Some scenes in movies haunt you forever, especially when encountered at an impressionable age. Very late in Gimme Shelter, Mick Jagger and Keith Richard watch—and re-watch—a gruesome bit of footage that Albert and David Maysles and Charlotte Zwerin shot at the Rolling Stones/Jefferson Airplane concert at Altamont Speedway in early December, 1969. The documentary spends a lot of time in S.F. lawyer Melvin Belli’s office, eavesdropping on the blunt negotiations leading to the now-infamous free show. But the great, crushing moment of revelation captured in this essential film occurs well after the concert, as Keith and Mick stare silently and helplessly at a small monitor in an editing room.

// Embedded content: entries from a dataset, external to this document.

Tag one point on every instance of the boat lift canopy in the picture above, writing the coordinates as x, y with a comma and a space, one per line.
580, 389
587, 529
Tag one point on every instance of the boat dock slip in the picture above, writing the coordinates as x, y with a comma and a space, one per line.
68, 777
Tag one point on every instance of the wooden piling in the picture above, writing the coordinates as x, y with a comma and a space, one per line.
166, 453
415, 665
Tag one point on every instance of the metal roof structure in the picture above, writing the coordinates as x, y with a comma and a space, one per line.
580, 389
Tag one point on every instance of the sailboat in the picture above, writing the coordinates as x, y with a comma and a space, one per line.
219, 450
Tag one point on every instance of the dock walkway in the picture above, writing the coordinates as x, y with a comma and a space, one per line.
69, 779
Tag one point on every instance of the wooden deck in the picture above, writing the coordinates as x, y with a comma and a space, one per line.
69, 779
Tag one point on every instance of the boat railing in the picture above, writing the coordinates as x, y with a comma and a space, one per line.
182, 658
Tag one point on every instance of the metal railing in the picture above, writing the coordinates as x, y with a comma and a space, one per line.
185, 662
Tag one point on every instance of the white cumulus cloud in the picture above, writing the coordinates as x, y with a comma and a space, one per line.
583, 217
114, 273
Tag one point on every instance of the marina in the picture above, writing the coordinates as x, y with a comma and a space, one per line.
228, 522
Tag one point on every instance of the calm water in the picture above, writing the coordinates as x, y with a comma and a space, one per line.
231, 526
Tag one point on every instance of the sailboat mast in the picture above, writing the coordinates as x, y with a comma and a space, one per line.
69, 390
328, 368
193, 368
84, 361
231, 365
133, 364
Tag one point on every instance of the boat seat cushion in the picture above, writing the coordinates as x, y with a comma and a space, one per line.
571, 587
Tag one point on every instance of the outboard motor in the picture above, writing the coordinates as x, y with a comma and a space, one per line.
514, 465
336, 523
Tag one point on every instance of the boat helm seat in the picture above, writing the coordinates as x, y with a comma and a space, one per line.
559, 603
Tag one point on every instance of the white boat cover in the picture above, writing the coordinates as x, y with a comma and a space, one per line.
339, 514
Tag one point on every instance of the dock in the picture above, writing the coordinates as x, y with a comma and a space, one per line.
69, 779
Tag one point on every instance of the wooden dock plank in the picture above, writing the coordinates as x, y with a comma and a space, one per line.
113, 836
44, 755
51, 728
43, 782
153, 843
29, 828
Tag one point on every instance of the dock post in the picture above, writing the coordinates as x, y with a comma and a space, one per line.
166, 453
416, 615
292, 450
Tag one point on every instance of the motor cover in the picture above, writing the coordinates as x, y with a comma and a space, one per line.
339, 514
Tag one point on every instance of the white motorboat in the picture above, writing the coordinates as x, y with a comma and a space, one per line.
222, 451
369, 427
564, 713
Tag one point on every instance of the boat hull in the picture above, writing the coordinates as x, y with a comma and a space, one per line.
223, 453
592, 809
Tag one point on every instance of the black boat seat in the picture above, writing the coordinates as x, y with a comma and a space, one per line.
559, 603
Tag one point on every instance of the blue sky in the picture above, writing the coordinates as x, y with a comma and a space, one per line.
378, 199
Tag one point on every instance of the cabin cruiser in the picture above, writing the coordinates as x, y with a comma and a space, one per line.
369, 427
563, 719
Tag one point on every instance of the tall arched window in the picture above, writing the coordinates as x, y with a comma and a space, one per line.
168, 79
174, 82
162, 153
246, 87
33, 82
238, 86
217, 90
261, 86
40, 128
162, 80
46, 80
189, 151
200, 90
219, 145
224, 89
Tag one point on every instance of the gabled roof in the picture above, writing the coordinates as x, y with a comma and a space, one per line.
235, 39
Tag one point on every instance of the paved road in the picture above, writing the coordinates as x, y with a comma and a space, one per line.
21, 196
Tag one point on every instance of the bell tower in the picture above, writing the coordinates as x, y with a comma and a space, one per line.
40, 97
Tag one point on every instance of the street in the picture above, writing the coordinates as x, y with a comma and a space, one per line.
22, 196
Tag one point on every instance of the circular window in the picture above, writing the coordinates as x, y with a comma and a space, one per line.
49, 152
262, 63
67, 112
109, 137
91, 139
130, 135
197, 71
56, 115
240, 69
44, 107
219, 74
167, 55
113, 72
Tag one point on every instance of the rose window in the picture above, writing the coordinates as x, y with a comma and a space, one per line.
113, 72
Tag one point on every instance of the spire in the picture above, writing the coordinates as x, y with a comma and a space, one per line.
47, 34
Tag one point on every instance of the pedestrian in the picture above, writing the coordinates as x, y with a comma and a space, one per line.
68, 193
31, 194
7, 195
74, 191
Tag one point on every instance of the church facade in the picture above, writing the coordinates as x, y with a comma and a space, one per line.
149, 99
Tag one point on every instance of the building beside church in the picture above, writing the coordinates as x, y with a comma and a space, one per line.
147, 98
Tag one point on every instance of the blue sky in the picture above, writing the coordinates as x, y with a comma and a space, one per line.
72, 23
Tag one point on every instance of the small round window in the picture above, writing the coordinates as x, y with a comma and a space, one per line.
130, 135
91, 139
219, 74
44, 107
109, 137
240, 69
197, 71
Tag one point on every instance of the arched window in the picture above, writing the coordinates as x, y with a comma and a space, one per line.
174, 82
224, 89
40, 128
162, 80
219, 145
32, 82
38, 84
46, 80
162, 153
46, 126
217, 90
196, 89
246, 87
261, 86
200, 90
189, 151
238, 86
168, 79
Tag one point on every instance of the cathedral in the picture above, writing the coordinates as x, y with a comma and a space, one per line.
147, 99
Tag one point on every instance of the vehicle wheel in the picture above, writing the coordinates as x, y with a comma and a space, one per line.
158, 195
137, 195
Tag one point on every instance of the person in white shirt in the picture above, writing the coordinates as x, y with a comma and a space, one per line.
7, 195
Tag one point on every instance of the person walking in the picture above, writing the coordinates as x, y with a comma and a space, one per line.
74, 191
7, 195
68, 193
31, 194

Gimme Shelter parts the curtain on Please help me I am drownding: San Francisco’s Dark Decade (May 24–27 at Yerba Buena Center for the Arts), a five-film immersion in the high-profile death and chaos that afflicted the Bay Area in the ’70s. The Maysles doc is a certified classic but Patty Hearst, Paul Schrader’s unappreciated 1988 reenactment of the kidnapping and political awakening of the teenage granddaughter of William Randolph Hearst (himself the inspiration for a movie you may have heard of, Citizen Kane) and future muse and pal of John Waters, is nearly forgotten. It deserves a fresh look.
The series includes David Fincher’s grimy 2007 thriller, Zodiac, which devotes a lot of time, money and care to recreating early-’70s San Francisco. Better yet, check out the creepy 1971 quickie The Zodiac Killer, shot on 16mm, which filmmaker Tom Hanson hoped would lure the titular murderer into a theater where he could be caught. It was far from the worst idea anybody had during that jittery, paranoid period.